At its GPU Technology Conference in March, Nvidia announced that its Drive Constellation autonomous vehicle simulation platform is now available after being discussed at last year’s event. The cloud-based platform enables millions of miles to be driven virtually across a range of scenarios, with claims of greater efficiency, cost-effectiveness, and safety than what is possible to achieve in real-world physical testing.

The data-center solution comprised of two side-by-side servers, one using Nvidia GPUs (graphical processing units) running Drive Sim software to generate sensor output from a virtual car driving in a virtual world, the other containing the Drive AGX Pegasus AI car computer, which processes the simulated sensor data. The driving decisions from Drive Constellation Vehicle are fed back into Drive Constellation Simulator, enabling bit-accurate, timing-accurate hardware-in-the-loop testing.

As the industry has discovered, simulation is a key component of any AV testing program, enabling many more scenarios and iterations of technology development to accumulate billions of virtual miles and speeding safety validation. It is also enabling development of third-party autonomous vehicle standards, as evidenced by how TÜV SÜD is working with the Nvidia platform to formulate its self-driving validation standards.

The German testing and certification organization is building “a comprehensive suite of tests that ultimately could lead to some type of autonomous vehicle driver's license to ensure that an AV can handle everything it needs to handle before it goes out on the road,” said Danny Shapiro, Senior Director of Automotive at Nvidia, in a media briefing just before the GTC event.

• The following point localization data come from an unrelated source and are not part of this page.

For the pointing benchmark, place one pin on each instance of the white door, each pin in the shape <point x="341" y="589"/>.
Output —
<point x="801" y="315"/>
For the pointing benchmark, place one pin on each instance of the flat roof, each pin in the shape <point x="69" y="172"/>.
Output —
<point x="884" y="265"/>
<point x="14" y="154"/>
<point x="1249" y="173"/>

Last year, TÜV SÜD announced a cooperation with Nvidia and AVL GmbH to develop the AV certification process, the goal which is to validate and establish simulation as a method and approval tool for future homologation. Its experts estimate that there are up to 100 million situations that should be evaluated to determine self-driving capability. The time and costs to perform traditional on-road tests to evaluate these critical scenarios is not practical, so the virtual world will have to take a major role in augmenting established physical methods. Performing simulation testing at the necessary scale requires enormous computing capacity, which Nvidia’s technology provides.

In a GTC 2019 presentation, Dr. Houssem Abdellatif, Head of Automated Driving and Driver Assistance Systems at TÜV SÜD Mobility, described what’s needed to validate fully automated vehicles and technologies, including the critical scenarios, the connection between physical and virtual testing, and functional safety—with an eye to international regulations for homologation.

Together with the DFKI, the German Research Center for Artificial Intelligence, his organization is developing a “TÜV for algorithms” in collaboration with the testing-ground operator in German state of Baden-Württemberg and the Karlsruhe Transport Association. It is also working with CETRAN (Center of Excellence for Testing & Research of AVs at Nanyang Technology University in Singapore) on the world’s first standard for authorization of fully automated vehicles in Singapore.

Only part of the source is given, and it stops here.